Teraz lepiej kojarzę to, co zdarzyło się przed chorobą niż w czasie leczenia i późniejszej rehabilitacji. Ale co najważniejsze cenię sobie każdy nowy dzień, każdą minutę. Nie przejmuję się bzdurami. Zawdzięczam życie opiece lekarzy, pielęgniarek i rehabilitantów. wyjaśnia wzruszona pacjentka
Spotkanie specjalistów z pacjentami u wszystkich wywołało niemałe poruszenie. Jak zaznaczał prof. Łukasz Krzych, Kierownik Katedry i Kliniki Anestezjologii i Intensywnej Terapii Wydziału Nauk Medycznych w Katowicach, dla anestezjologów takie sukcesy są niezwykle ważne.
Ciężko pracujemy, ale często nasza praca jest niewidoczna. Nie ma takiej dziedziny medycyny, z którą anestezjolog nie musiałby współpracować i na której nie musiałby się znać. Co najważniejsze, to także współpraca z rodzinami pacjentów w stanie zagrożenia życia w tych najtrudniejszych momentach, kiedy język medyczny trzeba zamienić na ten niekoniecznie związany z medycyną. Często trzeba być psychologiem społecznym lub mediatorem.

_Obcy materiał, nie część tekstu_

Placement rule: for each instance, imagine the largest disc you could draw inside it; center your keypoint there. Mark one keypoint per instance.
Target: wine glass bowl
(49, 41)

To doskonałe połączenie wielu specjalności - nie tylko medycyny, ale i umiejętności społecznych oraz empatii. mówił prof. Łukasz Krzych
Wyjątkowa specjalizacja, krytyczne przypadki
Anestezjologia, ta wyjątkowa specjalizacja, jest oparta na pięciu filarach klinicznych: znieczuleniu, czyli anestezji, intensywnej terapii, medycynie okołooperacyjnej, resuscytacji oraz terapii bólu. Ratuje życie i zdrowie tysiącom chorych.
W Katedrze zatrudnionych jest 11 etatowych pracowników dydaktycznych i naukowo-dydaktycznych, ponad 20 pozostałych pracowników dydaktycznych oraz doktoranci. Klinika dysponuje 10 stanowiskami intensywnej terapii, na których, zgodnie z najwyższymi, europejskimi standardami, prowadzona jest spersonalizowana diagnostyka i terapia pacjentów w stanie bezpośredniego zagrożenia życia. Na oddziale leczeni są chorzy krytycznie, niewydolni wielonarządowo, po urazach, w sepsie, we wstrząsie. Przy pomocy najnowszego sprzętu możliwe jest stosowanie u pacjentów m.in.: wentylacji nieinwazyjnej i inwazyjnej, zaawansowanego monitorowania hemodynamicznego i wdrażania terapii niewydolności układu krążenia, ciągłej żylno-żylnej terapii nerkozastępczej, dializy wątrobowej.